In the book, I will pair a personal narrative - my attempt to face and overcome, or at least renegotiate, my biggest fears - with a deep dive into the science of fear: how it works in our brains and our bodies, and what it means, in concrete terms, to “cure,” “conquer,” or otherwise defeat our fears. I’m excited about it!
Most of my personal fear-facing work is done now (whew), and I’m deep into writing and trying to get a strong handle on the science. (Certain high school teachers would be shocked, I’m sure, to learn that I now spend a fair bit of time reading scientific papers.) My completed manuscript is due to my editor in 4.5 months, so I’ll be hunkering down with this thing for the winter.

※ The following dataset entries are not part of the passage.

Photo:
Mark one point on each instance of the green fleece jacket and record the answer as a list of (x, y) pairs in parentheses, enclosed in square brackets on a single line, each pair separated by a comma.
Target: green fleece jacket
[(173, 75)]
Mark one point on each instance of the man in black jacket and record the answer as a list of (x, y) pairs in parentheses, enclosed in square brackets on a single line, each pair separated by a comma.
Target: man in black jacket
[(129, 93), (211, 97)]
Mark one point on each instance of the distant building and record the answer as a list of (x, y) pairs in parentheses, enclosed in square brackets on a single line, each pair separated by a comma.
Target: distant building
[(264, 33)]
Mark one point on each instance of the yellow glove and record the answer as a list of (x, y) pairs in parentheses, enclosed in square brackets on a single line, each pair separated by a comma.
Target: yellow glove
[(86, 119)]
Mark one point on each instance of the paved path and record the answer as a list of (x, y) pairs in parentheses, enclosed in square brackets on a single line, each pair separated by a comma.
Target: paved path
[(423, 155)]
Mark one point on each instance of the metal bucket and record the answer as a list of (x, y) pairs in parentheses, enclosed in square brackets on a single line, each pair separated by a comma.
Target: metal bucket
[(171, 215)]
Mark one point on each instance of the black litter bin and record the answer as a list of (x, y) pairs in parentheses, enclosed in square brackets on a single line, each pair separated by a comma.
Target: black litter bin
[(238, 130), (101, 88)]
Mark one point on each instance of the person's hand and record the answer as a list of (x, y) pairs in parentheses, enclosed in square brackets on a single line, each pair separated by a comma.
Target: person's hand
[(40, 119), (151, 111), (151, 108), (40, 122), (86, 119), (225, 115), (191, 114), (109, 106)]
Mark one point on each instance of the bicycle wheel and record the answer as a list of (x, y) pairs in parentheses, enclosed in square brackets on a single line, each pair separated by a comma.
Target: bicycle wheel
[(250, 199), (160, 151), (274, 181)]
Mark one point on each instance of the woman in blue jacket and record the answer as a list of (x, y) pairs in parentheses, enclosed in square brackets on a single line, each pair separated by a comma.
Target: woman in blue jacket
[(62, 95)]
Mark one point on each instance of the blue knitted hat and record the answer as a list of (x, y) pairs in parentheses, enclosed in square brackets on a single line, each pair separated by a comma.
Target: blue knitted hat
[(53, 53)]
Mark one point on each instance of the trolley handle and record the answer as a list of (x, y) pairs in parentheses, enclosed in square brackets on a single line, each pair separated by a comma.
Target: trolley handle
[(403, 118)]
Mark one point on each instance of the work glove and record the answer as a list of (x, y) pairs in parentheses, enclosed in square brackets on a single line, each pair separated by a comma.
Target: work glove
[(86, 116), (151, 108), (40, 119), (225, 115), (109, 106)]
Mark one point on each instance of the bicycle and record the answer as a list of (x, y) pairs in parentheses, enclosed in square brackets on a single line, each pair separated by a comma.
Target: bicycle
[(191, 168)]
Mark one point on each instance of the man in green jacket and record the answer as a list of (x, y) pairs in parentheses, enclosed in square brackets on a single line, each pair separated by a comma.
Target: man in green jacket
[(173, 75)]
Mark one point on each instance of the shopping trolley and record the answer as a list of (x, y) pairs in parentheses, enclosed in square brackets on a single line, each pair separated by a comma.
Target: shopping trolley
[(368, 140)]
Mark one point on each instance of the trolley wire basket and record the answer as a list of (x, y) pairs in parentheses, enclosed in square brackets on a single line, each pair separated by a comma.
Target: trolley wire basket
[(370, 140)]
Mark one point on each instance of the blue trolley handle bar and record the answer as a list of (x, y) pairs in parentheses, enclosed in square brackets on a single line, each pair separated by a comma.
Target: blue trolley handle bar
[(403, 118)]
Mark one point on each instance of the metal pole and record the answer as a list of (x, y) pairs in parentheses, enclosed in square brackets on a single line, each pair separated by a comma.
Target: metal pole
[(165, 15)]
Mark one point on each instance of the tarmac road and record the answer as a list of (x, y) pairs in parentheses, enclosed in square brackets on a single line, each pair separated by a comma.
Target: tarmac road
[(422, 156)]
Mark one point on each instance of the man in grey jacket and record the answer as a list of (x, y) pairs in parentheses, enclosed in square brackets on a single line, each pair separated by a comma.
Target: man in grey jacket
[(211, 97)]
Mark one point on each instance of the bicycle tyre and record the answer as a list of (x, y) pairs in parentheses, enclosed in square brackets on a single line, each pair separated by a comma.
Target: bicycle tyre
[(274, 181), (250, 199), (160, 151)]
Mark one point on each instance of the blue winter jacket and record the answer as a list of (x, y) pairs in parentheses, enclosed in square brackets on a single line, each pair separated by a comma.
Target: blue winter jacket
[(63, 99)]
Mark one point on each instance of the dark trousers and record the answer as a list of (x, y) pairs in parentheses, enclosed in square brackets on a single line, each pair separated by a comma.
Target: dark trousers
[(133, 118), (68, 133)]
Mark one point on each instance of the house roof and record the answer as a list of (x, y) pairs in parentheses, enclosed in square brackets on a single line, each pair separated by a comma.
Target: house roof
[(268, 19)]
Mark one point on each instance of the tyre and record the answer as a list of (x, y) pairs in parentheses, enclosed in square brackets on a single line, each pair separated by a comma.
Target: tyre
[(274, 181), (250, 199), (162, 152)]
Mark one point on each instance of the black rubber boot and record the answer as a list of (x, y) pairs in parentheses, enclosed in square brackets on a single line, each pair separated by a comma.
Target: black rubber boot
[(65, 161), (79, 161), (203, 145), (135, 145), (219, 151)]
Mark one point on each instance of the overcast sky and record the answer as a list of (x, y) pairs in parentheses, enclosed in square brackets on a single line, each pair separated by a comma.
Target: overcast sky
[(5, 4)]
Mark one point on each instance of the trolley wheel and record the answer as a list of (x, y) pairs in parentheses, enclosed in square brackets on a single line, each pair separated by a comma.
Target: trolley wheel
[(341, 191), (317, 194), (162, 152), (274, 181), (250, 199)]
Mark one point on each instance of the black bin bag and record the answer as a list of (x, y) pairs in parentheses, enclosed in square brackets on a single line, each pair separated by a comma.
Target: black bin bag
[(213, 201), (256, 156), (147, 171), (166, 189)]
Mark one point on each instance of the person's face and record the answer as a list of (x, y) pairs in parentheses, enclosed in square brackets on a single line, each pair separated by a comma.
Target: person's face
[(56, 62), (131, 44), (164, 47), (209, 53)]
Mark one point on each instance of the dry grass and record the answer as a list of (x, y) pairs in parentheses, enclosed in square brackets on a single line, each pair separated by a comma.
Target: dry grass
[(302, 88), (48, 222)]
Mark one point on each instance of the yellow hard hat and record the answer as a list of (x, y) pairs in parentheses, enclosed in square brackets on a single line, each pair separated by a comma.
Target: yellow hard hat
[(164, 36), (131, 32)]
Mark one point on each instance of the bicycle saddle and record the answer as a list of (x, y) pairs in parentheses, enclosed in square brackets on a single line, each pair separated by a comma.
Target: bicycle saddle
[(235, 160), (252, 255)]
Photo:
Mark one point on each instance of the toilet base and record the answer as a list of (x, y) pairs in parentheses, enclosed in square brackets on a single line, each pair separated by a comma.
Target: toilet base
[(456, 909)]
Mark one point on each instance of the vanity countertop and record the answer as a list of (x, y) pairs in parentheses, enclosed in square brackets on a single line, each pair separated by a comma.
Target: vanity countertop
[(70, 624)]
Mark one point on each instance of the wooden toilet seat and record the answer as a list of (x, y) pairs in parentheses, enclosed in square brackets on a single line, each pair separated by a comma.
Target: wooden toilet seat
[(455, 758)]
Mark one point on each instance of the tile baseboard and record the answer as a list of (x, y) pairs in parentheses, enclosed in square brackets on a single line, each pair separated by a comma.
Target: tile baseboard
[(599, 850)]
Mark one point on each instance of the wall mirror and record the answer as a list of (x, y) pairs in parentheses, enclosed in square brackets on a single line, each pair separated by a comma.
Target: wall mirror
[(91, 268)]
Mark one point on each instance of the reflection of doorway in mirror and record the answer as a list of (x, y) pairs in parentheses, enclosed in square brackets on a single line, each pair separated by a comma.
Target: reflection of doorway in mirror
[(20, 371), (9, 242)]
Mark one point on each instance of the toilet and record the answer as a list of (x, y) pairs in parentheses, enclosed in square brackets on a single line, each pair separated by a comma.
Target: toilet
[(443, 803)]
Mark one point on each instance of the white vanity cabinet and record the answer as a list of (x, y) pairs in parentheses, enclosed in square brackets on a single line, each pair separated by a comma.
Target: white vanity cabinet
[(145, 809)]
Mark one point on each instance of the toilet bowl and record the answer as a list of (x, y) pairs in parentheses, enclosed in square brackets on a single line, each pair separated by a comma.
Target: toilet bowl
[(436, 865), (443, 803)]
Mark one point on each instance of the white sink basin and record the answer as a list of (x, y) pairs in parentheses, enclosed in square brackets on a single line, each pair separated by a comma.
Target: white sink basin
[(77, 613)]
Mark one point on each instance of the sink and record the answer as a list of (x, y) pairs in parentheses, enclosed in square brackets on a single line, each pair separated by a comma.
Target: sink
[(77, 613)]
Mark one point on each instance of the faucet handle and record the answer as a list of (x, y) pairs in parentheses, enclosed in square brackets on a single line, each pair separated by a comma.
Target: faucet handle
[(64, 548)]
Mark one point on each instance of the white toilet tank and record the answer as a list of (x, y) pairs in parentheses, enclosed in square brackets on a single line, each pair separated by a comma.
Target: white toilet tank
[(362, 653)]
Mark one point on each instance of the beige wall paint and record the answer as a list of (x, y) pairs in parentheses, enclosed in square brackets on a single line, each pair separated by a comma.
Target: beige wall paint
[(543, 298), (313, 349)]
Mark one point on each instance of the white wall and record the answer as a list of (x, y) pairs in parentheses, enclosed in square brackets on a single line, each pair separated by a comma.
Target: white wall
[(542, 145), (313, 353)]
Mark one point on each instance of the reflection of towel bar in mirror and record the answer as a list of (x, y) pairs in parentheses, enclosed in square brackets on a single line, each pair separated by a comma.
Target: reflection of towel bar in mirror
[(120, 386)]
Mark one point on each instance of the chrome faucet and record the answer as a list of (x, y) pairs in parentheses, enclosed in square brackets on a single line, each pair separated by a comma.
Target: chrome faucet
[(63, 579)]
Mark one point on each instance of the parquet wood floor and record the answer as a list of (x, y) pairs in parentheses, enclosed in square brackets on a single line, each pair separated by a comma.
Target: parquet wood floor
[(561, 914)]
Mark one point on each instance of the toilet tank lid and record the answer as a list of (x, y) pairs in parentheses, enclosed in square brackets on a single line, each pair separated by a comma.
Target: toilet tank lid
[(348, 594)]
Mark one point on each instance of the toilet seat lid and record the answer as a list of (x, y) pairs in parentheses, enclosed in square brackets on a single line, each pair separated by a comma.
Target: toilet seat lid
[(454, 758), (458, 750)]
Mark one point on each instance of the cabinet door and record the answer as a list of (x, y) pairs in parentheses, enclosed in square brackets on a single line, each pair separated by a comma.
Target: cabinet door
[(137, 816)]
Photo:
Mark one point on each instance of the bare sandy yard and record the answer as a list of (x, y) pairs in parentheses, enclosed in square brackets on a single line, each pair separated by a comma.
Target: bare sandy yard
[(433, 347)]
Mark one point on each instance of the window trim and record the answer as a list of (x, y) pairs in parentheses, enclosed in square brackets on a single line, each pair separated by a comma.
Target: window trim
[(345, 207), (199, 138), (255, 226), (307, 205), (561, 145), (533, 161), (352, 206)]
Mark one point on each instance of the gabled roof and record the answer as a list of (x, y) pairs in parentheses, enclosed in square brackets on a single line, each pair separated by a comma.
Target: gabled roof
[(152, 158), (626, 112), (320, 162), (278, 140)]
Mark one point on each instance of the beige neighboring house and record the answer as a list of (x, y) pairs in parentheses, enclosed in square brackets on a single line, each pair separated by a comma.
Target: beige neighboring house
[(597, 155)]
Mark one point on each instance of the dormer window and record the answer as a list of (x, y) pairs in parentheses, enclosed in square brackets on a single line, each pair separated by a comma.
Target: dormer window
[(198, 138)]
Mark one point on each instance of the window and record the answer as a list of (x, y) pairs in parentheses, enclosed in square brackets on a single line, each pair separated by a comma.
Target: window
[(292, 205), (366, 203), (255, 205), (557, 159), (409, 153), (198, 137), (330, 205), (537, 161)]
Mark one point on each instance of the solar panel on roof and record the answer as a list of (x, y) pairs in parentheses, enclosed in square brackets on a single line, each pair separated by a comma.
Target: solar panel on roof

In the meantime! A story that I wrote for Esquire last year
will be the basis for one chapter of the book - you can check it out if you want a preview. The story has also been included in The Best American Science and Nature Writing 2018
, which is pretty cool. It’s about my attempt to use beginner-level rock climbing as a form of exposure therapy for my stubbornly potent fear of heights.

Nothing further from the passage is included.